16     Il peccato, in senso vero e proprio, è sempre un atto della persona, perché è un atto di libertà di un singolo uomo, e non propriamente di un gruppo o di una comunità. Quest’uomo può essere condizionato, premuto, spinto da non pochi né lievi fattori esterni, come anche può essere soggetto a tendenze, tare, abitudini legate alla sua condizione personale. In non pochi casi tali fattori esterni e interni possono attenuare, in maggiore o minore misura, la sua libertà e, quindi, la sua responsabilità e colpevolezza. Ma è una verità di fede, confermata anche dalla nostra esperienza e ragione, che la persona umana è libera. Non si può ignorare questa verità, per scaricare su realtà esterne – le strutture, i sistemi, gli altri – il peccato dei singoli. Oltretutto, sarebbe questo un cancellare la dignità e la libertà della persona, che si rivelano – sia pure negativamente e disastrosamente – anche in tale responsabilità per il peccato commesso. Perciò, in ogni uomo non c’è nulla di tanto personale e intrasferibile quanto il merito della virtù o la responsabilità della colpa.

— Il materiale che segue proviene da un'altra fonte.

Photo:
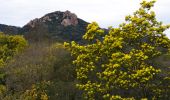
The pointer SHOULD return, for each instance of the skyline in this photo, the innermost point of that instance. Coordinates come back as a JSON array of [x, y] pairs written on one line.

          Atto della persona, il peccato ha le sue prime e più importanti conseguenze nel peccatore stesso: cioè, nella relazione di questi con Dio, che è il fondamento stesso della vita umana; nel suo spirito, indebolendone la volontà e oscurandone l’intelligenza.

          A questo punto dobbiamo chiederci a quale realtà si riferivano coloro che, nella preparazione del Sinodo e nel corso dei lavori sinodali, menzionarono con non poca frequenza il peccato sociale. L’espressione e il concetto, che ad essa è sotteso, hanno invero diversi significati.

          Parlare di peccato sociale vuol dire, anzitutto, riconoscere che, in virtù di una solidarietà umana tanto misteriosa e impercettibile quanto reale e concreta, il peccato di ciascuno si ripercuote in qualche modo sugli altri. È, questa, l’altra faccia di quella solidarietà che, a livello religioso, si sviluppa nel profondo e magnifico mistero della comunione dei santi, grazie alla quale si è potuto dire che “ogni anima che si eleva, eleva il mondo”. A questa legge dell’ascesa corrisponde, purtroppo, la legge della discesa, sicché si può parlare di una comunione del peccato, per cui un’anima che si abbassa per il peccato abbassa con sé la Chiesa e, in qualche modo, il mondo intero. In altri termini, non c’è alcun peccato, anche il più intimo e segreto, il più strettamente individuale, che riguardi esclusivamente colui che lo commette. Ogni peccato si ripercuote, con maggiore o minore veemenza, con maggiore o minore danno, su tutta la compagine ecclesiale e sull’intera famiglia umana. Secondo questa prima accezione, a ciascun peccato si può attribuire indiscutibilmente il carattere di peccato sociale.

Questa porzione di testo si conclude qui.